Master of Science (MS)

First Advisor

Balaji Rajagopalan

Second Advisor

Edith Zagona

Third Advisor

Andrew Wood


On a seasonal time scale, forecast centers of National Weather Service produce streamflow forecasts via a method called Ensemble Streamflow Prediction (ESP). In conjunction with the physically-based Sacramento Soil Moisture Accounting model (SAC-SMA), ESP uses historical weather sequences for the forecasting period starting from model's current initial conditions, to produce ensemble streamflow. There are two major drawbacks of this method|(i) the ensembles are limited to the length of historical record thereby producing limited variability and (ii) incorporating seasonal climate forecasts such as El Niño Southern Oscillation (ENSO) is done by selecting a subset of historical sequences which further reduces the variability of streamflow forecasts. The need for alleviating these drawbacks motivates the proposed research. To this end, this research effort has two components (i) an improved multi-site stochastic weather generator and (ii) coupling it to the SAC-SMA model for ensemble streamflow forecasting.

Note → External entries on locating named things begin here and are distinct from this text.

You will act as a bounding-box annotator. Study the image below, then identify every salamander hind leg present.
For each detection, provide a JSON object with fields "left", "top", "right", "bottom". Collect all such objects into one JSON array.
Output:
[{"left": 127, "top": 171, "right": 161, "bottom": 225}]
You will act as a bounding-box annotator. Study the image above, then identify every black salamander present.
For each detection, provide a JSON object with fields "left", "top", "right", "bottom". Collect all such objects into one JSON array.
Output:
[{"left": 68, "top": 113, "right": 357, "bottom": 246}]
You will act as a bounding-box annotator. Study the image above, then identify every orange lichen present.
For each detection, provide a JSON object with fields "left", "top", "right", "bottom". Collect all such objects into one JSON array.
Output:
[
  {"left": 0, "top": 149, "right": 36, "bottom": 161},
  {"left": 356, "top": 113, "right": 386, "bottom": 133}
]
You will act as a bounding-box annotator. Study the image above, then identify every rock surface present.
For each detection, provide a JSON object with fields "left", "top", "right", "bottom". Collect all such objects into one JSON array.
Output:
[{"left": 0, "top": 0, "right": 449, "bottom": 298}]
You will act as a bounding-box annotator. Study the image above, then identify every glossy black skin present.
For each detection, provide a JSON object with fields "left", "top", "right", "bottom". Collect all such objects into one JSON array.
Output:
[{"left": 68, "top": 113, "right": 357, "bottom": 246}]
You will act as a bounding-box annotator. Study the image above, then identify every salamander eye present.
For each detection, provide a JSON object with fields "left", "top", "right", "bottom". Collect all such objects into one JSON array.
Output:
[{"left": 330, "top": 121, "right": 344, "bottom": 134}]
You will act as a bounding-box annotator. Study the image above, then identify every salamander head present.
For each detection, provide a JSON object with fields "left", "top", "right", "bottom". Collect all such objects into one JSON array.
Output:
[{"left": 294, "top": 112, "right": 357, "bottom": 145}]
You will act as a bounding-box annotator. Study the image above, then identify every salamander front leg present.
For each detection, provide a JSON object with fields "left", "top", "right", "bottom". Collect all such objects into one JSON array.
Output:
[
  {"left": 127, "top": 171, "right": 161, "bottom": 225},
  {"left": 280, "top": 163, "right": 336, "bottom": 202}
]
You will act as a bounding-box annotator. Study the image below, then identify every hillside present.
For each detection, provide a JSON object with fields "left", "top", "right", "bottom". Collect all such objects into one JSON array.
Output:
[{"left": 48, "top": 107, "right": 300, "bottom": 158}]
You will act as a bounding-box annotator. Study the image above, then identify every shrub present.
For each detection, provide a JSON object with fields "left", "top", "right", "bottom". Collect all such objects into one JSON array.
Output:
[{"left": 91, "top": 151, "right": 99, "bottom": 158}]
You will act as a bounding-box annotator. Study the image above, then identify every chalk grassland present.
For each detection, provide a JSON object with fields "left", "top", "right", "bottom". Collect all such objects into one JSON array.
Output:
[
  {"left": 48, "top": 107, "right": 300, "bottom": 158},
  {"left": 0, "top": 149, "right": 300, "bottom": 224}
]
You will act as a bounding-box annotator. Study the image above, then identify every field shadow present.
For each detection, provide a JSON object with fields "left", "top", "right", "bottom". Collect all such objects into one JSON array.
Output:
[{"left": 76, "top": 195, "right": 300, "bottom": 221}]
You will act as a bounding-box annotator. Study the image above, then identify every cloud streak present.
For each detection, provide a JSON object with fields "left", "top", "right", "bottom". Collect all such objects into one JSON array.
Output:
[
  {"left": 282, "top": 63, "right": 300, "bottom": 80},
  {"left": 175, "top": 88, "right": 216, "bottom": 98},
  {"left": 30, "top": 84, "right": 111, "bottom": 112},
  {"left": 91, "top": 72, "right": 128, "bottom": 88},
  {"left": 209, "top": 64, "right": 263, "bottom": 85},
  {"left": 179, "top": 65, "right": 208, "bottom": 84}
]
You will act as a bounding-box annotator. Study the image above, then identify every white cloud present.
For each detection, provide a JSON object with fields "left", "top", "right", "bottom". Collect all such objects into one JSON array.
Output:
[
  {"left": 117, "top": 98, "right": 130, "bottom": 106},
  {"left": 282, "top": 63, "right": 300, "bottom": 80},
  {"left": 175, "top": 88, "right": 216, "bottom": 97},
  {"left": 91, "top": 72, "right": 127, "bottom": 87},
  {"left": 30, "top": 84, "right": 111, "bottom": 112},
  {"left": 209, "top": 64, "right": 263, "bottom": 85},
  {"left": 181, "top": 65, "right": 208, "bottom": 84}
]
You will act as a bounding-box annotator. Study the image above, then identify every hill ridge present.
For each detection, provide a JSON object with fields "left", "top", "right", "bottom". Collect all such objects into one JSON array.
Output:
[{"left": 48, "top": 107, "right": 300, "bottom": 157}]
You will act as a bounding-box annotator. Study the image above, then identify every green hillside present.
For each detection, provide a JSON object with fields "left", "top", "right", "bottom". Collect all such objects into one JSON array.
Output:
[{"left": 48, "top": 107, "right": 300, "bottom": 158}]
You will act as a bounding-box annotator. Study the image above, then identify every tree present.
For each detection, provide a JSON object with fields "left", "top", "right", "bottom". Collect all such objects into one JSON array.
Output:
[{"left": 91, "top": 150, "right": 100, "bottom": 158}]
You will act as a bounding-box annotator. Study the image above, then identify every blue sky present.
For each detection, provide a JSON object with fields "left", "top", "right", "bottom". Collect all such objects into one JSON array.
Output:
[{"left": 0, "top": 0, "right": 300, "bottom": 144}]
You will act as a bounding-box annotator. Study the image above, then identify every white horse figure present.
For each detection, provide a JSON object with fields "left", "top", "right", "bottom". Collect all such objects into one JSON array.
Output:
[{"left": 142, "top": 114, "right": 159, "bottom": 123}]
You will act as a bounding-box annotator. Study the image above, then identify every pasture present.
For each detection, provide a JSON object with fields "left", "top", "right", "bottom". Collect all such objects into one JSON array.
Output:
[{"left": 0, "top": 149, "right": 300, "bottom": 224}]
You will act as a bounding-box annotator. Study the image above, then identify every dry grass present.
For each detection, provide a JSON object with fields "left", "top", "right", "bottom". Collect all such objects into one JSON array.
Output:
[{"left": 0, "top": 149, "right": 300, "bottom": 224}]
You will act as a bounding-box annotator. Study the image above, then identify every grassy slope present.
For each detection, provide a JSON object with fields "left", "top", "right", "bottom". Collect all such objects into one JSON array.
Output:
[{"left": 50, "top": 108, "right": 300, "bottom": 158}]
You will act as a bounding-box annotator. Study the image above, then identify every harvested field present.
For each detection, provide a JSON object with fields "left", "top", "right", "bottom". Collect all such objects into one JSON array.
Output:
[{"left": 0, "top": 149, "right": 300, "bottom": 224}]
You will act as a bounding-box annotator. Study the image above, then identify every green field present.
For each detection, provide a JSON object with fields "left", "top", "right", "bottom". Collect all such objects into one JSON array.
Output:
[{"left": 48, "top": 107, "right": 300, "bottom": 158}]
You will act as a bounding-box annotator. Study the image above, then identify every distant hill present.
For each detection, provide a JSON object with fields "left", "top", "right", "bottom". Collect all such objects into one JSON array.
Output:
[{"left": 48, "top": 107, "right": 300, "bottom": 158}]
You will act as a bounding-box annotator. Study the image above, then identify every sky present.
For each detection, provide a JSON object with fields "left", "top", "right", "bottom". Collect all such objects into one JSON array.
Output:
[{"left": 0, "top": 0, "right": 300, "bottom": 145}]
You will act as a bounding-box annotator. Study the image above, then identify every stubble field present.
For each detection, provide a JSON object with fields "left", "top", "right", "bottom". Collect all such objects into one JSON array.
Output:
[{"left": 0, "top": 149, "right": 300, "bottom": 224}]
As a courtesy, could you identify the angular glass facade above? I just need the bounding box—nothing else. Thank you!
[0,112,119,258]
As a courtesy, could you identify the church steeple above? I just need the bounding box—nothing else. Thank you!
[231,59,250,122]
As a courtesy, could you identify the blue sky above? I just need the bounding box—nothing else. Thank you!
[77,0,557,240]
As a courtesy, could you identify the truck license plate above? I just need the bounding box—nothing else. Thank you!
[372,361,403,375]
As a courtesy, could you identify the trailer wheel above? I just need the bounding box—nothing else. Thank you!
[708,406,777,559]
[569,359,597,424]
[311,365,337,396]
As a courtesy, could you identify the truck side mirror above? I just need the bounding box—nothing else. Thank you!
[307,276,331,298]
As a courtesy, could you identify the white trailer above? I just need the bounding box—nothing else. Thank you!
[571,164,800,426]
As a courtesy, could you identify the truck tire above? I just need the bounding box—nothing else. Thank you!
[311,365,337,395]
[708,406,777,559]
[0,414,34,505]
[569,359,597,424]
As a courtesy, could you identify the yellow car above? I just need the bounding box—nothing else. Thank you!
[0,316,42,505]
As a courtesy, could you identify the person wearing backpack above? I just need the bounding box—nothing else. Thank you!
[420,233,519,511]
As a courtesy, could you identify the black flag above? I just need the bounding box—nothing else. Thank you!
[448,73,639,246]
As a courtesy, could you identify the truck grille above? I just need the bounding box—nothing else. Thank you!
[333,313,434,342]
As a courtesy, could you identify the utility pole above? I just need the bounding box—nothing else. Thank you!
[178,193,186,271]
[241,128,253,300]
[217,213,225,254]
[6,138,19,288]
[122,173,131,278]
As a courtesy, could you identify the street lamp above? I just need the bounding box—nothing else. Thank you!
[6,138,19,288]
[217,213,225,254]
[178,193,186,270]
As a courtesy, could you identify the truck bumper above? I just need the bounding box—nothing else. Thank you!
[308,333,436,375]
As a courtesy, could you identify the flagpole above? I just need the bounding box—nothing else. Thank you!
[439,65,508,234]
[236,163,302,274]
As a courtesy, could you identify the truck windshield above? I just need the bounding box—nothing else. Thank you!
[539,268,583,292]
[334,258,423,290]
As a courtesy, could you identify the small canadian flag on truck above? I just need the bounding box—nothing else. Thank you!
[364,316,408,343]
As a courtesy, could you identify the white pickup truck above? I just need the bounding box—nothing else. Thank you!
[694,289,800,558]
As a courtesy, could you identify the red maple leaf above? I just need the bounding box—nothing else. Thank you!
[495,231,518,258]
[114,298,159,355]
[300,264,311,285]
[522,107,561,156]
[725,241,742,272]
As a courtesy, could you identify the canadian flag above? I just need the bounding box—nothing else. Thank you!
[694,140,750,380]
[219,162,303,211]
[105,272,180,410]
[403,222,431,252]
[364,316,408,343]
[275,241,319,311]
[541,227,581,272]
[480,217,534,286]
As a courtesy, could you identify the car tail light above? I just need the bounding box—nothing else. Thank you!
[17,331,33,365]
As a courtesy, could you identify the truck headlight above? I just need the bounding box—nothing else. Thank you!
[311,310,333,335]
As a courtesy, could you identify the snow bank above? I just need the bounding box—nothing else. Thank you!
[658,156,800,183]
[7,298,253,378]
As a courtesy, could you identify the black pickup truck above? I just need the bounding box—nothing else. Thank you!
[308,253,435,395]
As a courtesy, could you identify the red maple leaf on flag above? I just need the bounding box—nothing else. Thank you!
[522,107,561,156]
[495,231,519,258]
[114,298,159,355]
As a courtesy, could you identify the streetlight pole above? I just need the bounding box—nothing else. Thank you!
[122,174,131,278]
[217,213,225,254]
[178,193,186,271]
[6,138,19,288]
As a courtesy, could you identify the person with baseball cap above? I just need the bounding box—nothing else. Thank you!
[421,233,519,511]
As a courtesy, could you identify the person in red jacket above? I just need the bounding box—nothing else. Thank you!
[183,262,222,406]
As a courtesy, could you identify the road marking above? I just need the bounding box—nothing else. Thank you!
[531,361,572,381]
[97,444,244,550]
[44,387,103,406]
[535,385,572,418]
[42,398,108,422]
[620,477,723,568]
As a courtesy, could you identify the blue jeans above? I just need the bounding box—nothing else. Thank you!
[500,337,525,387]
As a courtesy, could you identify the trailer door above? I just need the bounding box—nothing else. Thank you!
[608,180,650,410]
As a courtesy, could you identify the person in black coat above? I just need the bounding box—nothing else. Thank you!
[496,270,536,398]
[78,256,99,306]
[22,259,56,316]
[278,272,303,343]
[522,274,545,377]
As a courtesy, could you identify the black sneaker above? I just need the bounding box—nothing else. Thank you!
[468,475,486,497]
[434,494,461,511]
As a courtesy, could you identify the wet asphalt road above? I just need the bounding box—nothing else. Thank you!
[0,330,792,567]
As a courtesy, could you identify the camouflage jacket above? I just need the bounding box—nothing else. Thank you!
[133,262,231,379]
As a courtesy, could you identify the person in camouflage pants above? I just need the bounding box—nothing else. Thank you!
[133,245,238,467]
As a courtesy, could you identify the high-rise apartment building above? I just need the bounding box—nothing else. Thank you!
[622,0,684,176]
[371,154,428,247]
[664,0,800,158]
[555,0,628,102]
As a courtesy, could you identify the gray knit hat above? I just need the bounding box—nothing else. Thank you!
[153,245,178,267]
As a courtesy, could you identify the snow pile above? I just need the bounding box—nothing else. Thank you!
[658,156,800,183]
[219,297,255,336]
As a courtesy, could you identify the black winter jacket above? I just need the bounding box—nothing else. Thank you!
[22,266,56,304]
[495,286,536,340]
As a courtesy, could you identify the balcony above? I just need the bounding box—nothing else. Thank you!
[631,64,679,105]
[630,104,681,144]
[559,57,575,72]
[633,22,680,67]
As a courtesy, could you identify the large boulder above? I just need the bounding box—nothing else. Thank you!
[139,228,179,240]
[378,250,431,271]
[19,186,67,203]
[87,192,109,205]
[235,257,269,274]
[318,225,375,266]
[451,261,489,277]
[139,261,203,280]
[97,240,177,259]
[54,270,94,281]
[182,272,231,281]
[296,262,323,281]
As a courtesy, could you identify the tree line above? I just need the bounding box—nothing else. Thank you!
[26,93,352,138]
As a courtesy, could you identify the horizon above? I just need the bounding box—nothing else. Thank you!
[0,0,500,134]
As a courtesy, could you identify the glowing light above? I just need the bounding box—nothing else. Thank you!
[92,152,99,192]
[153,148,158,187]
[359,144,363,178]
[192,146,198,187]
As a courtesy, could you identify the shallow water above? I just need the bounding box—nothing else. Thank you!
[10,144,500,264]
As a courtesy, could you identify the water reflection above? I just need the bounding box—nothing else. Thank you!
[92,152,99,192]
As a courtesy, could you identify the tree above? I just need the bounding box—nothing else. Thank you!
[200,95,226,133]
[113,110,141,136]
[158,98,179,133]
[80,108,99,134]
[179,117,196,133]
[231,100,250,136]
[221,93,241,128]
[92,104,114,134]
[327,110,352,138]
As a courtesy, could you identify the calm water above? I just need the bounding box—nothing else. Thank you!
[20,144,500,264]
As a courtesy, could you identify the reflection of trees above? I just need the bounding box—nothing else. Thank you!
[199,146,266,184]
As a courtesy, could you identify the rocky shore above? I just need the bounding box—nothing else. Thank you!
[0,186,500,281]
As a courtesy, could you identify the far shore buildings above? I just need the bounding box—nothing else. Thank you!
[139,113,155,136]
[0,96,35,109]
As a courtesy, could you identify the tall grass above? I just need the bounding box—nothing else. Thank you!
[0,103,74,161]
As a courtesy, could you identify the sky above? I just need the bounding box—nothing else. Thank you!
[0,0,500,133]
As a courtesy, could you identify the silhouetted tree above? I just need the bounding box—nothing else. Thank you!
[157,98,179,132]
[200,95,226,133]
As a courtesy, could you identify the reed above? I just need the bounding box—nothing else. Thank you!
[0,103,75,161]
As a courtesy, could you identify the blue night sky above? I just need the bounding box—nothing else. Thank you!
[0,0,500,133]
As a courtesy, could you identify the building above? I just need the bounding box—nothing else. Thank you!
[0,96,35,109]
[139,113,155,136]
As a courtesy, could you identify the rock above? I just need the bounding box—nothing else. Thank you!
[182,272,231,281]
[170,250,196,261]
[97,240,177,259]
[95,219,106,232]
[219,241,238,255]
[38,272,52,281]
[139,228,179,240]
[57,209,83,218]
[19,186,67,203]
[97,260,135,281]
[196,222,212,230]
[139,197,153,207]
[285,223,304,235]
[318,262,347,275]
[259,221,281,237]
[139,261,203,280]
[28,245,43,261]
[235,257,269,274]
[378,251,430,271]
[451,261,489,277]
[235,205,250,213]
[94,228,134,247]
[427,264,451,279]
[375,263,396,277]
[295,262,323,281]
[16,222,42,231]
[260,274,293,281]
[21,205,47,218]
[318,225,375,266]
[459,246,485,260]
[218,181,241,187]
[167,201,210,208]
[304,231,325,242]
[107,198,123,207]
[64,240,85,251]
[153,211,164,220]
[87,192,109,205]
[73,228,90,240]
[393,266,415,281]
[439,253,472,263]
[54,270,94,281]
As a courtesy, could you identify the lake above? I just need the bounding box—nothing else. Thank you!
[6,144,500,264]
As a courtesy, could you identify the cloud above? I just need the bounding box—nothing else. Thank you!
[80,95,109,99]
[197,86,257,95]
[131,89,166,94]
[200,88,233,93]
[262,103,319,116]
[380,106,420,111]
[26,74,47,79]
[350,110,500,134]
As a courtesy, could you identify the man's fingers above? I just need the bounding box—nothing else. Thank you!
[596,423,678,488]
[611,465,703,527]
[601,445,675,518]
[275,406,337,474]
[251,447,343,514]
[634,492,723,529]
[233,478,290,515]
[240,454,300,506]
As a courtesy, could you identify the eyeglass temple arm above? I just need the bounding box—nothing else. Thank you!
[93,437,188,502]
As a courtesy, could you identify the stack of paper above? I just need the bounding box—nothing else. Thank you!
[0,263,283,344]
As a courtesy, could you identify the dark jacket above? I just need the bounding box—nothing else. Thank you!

We enhanced the traditional K-nearest neighbor semi-parametric stochastic weather generator (SWG). In SWG the daily precipitation state (wet or dry) is modeled as a Markov Chain and the weather vector on a given day is simulated conditioned on the previous day's precipitation state and weather vector and current day's precipitation state. A K-nearest neighbor resampling approach is used to simulate from the conditional probability density function. Our improvements to this stochastic generator include (i) clustering the locations into climatologically homogeneous regions and applying the weather generator separately for each region and jointly to better capture the spatial heterogeneity and, (ii) modifying the resampling approach to incorporate probabilistic seasonal climate forecast. We tested this enhanced weather generator by applying it to daily weather sequences at 66 locations in the San Juan River Basin. The proposed method generates a rich variety of weather sequences capturing the distributional properties at all the locations and the spatial dependence. It also simulates consistent weather sequences conditioned on seasonal climate forecasts.

The multi-site stochastic weather generator was coupled with the SAC-SMA model (WGESP) within NWS's new Community Hydrologic Prediction System (CHPS) to produce ensemble streamflow forecast. Spring season ensemble forecasts at several lead times from Nov through Apr for the period 1981{2010 were made from WG-ESP and the traditional ESP for the San Juan River Basin. We show that the weather generator based ensemble produces a rich variability in the flows including extremes and a higher skill at long lead times. Especially, skill in wet year forecast was found to be higher than dry years.

The flexible and robust framework provides many opportunities to further improve the ESP system in enabling increased skills at longer lead times that will be of immense help to water resources managers.